Hotelaria deverá ter quebra de 20% nas receitas em 2020, considera Raul Martins

O presidente da AHP avançou esta quinta-feira que, tendo em conta os cenários traçados pela Associação para os meses de Março a Junho, a hotelaria deverá chegar ao final do ano com uma quebra de 20% nas receitas face a 2019, o que irá gerar uma “situação de crise de tesouraria” nas empresas hoteleiras.

“Se perspectivarmos que de Março a Junho teremos uma redução de 50%, que é muito mais provável que a de 30% que é a que está já a acontecer em Março (…) chegaremos ao fim do ano com menos 20% de receitas”, afirmou o presidente da Associação da Hotelaria de Portugal, acrescentando que, se tal se verificar “estaremos no limite do breakeven e as empresas de hotelaria terão um ano de 2020 muito pior que o de 2009”.

Isto significa, de acordo com o presidente da AHP que “a hotelaria vai ter uma situação de crise de tesouraria para garantir as remunerações que são devidas aos seus empregados”.

Raul Martins falava na conferência de imprensa em que foram dados a conhecer os resultados de um inquérito da AHP aos seus associados sobre o impacto da pandemia do novo coronavírus, onde frisou que, apesar dos cenários já traçados, “os hoteleiros querem manter o seu quadro de pessoal”.

Para que o quadro de funcionários possa ser mantido, as empresas hoteleiras irão recorrer a vários mecanismos possíveis, a começar pela não contratação de trabalhadores em regime de extras.

Outro dos mecanismos possíveis é a adopção do regime de lay-off simplificado, que o Governo já considerou para todo o tecido empresarial.

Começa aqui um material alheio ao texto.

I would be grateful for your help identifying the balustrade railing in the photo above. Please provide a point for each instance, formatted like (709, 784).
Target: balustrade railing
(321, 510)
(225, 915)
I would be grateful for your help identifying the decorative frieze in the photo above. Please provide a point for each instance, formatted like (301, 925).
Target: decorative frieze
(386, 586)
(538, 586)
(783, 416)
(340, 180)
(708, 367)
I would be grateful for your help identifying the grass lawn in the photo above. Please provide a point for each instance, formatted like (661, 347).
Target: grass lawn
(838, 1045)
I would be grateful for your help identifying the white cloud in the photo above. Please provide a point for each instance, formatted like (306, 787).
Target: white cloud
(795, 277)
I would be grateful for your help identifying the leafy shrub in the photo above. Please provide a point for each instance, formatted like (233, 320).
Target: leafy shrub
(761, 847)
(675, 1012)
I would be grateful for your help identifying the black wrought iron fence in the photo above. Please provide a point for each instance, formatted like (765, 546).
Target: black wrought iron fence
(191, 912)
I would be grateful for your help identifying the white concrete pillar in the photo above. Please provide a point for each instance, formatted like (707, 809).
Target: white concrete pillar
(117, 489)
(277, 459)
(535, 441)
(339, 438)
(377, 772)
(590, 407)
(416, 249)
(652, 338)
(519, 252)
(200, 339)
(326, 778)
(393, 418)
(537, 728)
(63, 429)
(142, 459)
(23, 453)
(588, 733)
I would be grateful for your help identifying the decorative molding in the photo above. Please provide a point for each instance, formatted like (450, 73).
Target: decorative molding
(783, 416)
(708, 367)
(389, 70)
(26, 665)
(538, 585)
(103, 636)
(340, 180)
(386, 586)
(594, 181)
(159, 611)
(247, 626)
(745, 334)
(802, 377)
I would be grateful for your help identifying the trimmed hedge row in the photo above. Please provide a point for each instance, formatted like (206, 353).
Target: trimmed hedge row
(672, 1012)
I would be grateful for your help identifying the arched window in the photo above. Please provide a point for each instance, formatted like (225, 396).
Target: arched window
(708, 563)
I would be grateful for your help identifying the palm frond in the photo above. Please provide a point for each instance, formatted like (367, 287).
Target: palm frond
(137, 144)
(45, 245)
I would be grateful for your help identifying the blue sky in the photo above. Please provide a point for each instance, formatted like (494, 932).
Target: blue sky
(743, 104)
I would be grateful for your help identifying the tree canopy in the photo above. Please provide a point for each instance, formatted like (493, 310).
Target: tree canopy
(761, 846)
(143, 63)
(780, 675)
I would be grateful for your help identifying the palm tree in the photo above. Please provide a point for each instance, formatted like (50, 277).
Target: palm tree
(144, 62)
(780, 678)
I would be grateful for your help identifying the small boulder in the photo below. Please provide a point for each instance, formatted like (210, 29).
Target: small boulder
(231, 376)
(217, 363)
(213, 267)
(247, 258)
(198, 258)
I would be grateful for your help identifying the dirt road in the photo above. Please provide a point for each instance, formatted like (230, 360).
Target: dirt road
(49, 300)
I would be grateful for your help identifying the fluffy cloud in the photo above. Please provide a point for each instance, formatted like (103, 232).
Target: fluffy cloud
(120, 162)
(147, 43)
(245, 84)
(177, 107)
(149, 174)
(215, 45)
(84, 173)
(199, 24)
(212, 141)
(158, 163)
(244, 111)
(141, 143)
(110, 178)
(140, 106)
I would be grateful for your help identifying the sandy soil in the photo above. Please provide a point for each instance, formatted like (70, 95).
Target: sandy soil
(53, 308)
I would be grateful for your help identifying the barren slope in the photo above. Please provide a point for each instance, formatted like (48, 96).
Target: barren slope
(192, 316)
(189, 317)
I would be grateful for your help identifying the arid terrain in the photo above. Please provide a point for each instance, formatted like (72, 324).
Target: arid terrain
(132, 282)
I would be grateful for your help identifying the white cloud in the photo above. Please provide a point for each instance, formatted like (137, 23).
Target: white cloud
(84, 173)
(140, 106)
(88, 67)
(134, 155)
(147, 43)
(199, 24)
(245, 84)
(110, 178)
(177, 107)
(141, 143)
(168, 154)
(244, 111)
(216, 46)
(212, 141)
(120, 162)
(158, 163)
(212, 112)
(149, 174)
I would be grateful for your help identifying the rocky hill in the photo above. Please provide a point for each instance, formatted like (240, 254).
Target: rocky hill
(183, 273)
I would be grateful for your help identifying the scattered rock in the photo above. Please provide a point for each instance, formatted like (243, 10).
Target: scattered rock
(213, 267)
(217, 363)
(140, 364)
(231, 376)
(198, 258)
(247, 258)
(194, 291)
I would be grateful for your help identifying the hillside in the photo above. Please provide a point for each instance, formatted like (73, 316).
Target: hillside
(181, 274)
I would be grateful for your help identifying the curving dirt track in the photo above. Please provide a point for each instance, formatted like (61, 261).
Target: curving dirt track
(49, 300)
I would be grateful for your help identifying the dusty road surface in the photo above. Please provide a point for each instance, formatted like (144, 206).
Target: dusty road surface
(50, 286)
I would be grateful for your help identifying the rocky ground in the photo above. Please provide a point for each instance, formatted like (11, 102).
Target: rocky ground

Esta será, no entanto, a última medida a considerar pelos hoteleiros que, antes disso, querem optar por outros recursos. Neste sentido, avançou Raul Martins, a AHP pediu já ao Governo o alargamento do regime de banco de horas individual para lá do mês de Outubro, data em que este mecanismo deveria acabar.

“Foi um erro acabar com o banco de horas individual”, afirmou, explicando que “as primeiras formas de ultrapassar a situação de crise serão a recuperação de horas e de férias, ou mesmo um crédito de horas aos trabalhadores, que poderão ser mandados para casa e compensarão as horas quando a situação for normalizada”, pelo que, garantiu, “se tivermos o apoio do Governo não teremos despedimentos”.

Por outro lado, o presidente da AHP adiantou ter conhecimento de que vários hotéis do Algarve que tinham programado reabrir em Março, irão adiar o reinicio da sua operação.